Thursday, January 26, 2006

Writing to Someone

I only recently learned to cherish the art of words, though, as a child, I read constantly. My body huddled into a warm corner of my bed and my nose practically skating over the paper fibers, I fell face-first into the pages, yearning to enter the fascinating fictional worlds of Oliver Twist, Anne of Green Gables, and Jo May. When I read, I heard what they heard, I saw what they saw, and I felt what they felt, so that, in a way, their story became my story because of the emotion they inspired in me. These emotions carried over into my real life even when the rough edges of the paperback began collecting dust on my bookshelf.

But then I went to high school. The drudgery of boring weekend reading assignments squelched my passion for leisure reading, and my one-time hobby became a time-consuming and stressful necessity – it was one more thing on a “to do” list that I simply memorized and regurgitated. Instead of searching the contents for thoughts and feelings I related to, I scanned the lines quickly for literary devices and improbable themes to use in English essays. Hence, even writing inherited the same dullness as its progeny - it became uncreative and passionless because I was writing only about fiction, not the adventurous reality that reading had once been.

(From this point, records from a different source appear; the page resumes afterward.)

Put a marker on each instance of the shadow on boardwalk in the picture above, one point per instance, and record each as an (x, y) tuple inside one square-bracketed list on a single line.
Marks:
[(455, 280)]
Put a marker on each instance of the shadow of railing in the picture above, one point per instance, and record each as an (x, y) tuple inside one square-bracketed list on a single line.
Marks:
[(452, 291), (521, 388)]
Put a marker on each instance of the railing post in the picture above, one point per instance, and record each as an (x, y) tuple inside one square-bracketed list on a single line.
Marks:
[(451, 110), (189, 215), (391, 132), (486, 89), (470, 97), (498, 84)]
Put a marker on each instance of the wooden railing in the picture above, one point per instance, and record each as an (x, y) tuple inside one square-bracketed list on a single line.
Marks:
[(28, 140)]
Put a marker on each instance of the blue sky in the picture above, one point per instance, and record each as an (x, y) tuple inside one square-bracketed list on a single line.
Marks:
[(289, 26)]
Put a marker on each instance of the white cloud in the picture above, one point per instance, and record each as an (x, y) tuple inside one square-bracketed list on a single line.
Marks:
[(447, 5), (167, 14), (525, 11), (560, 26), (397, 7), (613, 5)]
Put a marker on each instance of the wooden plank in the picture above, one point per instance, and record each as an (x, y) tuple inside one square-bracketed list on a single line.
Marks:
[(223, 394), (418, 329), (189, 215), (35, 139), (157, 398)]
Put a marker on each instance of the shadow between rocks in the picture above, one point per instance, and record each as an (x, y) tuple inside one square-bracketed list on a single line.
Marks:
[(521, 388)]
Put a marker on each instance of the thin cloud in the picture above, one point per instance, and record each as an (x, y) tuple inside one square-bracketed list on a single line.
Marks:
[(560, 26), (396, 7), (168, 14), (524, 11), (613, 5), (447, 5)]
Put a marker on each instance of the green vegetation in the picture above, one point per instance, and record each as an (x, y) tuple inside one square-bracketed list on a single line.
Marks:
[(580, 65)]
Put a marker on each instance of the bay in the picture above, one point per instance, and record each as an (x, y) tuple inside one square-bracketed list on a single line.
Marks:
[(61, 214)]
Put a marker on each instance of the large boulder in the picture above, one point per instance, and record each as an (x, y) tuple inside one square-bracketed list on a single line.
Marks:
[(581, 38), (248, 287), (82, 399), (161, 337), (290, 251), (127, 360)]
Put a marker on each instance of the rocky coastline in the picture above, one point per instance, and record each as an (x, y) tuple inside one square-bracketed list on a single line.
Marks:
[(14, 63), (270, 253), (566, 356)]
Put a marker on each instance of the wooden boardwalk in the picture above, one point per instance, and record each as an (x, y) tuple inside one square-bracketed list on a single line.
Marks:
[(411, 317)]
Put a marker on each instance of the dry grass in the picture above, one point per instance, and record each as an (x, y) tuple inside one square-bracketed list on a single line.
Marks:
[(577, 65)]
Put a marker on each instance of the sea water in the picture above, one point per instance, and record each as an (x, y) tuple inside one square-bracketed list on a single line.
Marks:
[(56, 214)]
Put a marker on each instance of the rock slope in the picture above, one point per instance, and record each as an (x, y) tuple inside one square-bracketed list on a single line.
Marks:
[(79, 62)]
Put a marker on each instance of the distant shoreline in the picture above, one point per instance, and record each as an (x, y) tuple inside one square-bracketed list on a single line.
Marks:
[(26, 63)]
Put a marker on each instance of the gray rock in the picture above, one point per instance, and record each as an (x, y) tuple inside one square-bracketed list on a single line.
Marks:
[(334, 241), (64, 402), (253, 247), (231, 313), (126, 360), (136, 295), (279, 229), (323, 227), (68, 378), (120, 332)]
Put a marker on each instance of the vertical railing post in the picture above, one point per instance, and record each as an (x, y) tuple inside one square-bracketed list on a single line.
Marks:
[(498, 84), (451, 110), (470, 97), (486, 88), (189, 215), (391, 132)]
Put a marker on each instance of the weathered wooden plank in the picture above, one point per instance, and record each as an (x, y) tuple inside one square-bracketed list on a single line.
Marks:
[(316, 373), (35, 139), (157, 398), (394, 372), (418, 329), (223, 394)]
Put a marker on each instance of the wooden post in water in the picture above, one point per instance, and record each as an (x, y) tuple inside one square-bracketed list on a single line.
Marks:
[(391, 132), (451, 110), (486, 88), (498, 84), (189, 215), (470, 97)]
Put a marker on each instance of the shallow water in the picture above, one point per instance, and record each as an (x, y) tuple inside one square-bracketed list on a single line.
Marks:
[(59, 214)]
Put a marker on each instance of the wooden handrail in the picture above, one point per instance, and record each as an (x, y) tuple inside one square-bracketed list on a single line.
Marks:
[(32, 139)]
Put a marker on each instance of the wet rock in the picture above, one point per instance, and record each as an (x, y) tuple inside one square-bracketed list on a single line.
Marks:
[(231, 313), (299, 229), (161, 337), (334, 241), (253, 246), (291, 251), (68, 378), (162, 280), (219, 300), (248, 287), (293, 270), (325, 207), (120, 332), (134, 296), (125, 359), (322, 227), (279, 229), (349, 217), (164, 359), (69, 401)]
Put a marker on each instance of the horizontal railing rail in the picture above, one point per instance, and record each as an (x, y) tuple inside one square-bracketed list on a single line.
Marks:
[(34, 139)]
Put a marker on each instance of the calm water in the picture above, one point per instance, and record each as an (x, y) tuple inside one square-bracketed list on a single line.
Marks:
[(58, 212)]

Written words no longer affected me the same way, and I had little interest in expressing myself through them.

This was my mindset for quite a few years, until my life took a very ironic turn… I became a teacher. All of a sudden, I was being paid to instill an appreciation for reading and writing into the fresh young minds of tomorrow. But there was one catch - English was my students’ second language. For them, reading was not only an academic necessity, it was a tedious struggle to comprehend even the basic meaning of the words on the page. And writing and communicating simple sentences required dictionaries, spell checks, and after-school study help.

As an English teacher in the Czech Republic, I began to appreciate the beauty of communication and the incredible comfort that expressing yourself to others can be. We forget that humans have an essential need to be understood in order to develop true camaraderie. Words give you the power to express who you are and to communicate complicated feelings that can’t otherwise be perceived. Yet, I was surrounded by a country of people that, despite a genuine effort to know me on a deeper level, couldn’t break through the language barrier to comprehend the true meaning of the words I wanted to express. The words were inconceivable, and sometimes even unpronounceable, leaving me feeling completely alone.

So, I began to write. It began with the occasional email home, but then I began to experiment with the words, changing them around slightly to more accurately reflect my mood. I stopped worrying about whether it was appropriate to belie my true feelings to those supporting me on the other side of the ocean, and I simply let my fingers fly across the keyboard in an effort to keep up with months of unsaid words that spilled from my heart.

Eventually, I was writing a short essay or online journal entry almost every day as communicational therapy. When I first began, I didn’t expect any responses – I assumed it would serve primarily as an emotional outlet for me alone. But people did read it, and I got comments from people I’d never even met thanking me for my honesty. Reading the entries gave insight into a life being led halfway across the world, pulling the readers into my life just like a fictional character in a novel. But these words were real, and people could relate to them.

So, that was the beginning of my relationship with words, and, frankly, the beginning of this blog. I still have many words floating around in my head that need expressing and questions that need answering, and I hope that the entries that follow will bring the readers along on a journey through where I came from and where I’m going.